Outre cette première constatation, pour beaucoup d'entre nous, lorsqu'on entend dans une conversation « Milgram », cela évoque juste pour nos oreilles profanes une autre façon de dire un kilo. Toutefois, sitôt qu'on a entendu parler, ne serait-ce que de très loin, du nom et des expériences de cet éminent psychologue américain, « Milgram » prend une tout autre signification, et bien plus lourde, celle-là.

En effet, Stanley Milgram a montré à la face du monde, que si le nazisme — ou n'importe quelle autre forme de régime autoritaire (pensons par exemple à l'adorable Pol Pot au Cambodge) — était apparu à n'importe quel autre endroit du monde, les résultats eussent été rigoureusement les mêmes car l'humain semble plus ou moins conditionné à obéir aux ordres reçus, quels que puissent être ces ordres.

De très nombreux observateurs ont semblé écoeurés par la défense d'Adolf Eichmann lors de son procès tenu en Israël pour répondre de crimes de guerre à l'égard d'une foule de citoyens juifs pendant la Seconde guerre mondiale.
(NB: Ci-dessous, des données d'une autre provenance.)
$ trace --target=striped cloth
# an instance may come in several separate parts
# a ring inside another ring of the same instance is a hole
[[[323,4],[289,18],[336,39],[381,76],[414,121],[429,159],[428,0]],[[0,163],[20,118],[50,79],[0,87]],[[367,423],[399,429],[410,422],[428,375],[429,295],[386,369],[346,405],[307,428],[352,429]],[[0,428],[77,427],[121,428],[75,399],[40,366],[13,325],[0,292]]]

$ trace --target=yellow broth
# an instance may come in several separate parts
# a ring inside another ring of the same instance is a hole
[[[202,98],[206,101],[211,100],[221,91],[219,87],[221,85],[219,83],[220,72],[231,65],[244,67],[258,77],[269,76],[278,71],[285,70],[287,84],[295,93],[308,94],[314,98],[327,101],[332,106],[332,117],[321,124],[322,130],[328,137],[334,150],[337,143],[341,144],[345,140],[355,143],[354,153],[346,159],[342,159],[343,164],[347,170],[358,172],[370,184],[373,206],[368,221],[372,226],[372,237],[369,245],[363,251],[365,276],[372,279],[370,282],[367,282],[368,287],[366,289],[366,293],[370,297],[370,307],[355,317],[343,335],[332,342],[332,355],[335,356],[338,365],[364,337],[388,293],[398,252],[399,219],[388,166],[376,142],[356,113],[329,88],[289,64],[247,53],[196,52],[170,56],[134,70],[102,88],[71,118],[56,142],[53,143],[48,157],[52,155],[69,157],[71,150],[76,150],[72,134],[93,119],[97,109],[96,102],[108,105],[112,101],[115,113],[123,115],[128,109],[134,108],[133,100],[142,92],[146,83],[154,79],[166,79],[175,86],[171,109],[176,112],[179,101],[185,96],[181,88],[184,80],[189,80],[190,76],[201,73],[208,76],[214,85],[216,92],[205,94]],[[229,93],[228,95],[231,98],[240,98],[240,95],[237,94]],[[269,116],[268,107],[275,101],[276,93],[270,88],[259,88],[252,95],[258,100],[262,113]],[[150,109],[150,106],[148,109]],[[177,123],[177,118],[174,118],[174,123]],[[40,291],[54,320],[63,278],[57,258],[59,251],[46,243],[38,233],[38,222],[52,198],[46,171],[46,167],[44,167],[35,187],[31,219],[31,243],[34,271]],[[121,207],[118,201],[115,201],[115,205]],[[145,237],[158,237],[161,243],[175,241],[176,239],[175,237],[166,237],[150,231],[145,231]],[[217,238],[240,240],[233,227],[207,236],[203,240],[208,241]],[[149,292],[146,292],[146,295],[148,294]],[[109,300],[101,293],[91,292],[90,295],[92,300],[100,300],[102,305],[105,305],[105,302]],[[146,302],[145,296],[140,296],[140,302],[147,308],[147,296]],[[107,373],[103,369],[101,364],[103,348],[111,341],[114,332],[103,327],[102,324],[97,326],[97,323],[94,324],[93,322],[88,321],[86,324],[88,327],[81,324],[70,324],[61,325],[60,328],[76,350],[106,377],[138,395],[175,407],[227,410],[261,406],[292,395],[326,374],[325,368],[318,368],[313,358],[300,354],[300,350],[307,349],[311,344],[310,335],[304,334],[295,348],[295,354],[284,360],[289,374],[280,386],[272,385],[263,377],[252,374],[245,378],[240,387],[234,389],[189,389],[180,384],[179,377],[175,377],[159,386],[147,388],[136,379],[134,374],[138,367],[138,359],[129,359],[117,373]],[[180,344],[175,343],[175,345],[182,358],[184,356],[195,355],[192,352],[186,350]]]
En gros, l'argument d'Eichmann était : « J'ai appliqué les ordres. » Ceci semble révoltant et surtout tellement facile, après les faits.

Or, et c'est là que les expériences de Milgram résonnent comme un coup de tonnerre aux oreilles de la communauté mondiale, preuve à l'appui, n'importe quel bon et brave citoyen est capable d'infliger une torture ou des chocs répétés possiblement mortels s'ils en reçoivent l'injonction par un scientifique qui leur en donne la consigne.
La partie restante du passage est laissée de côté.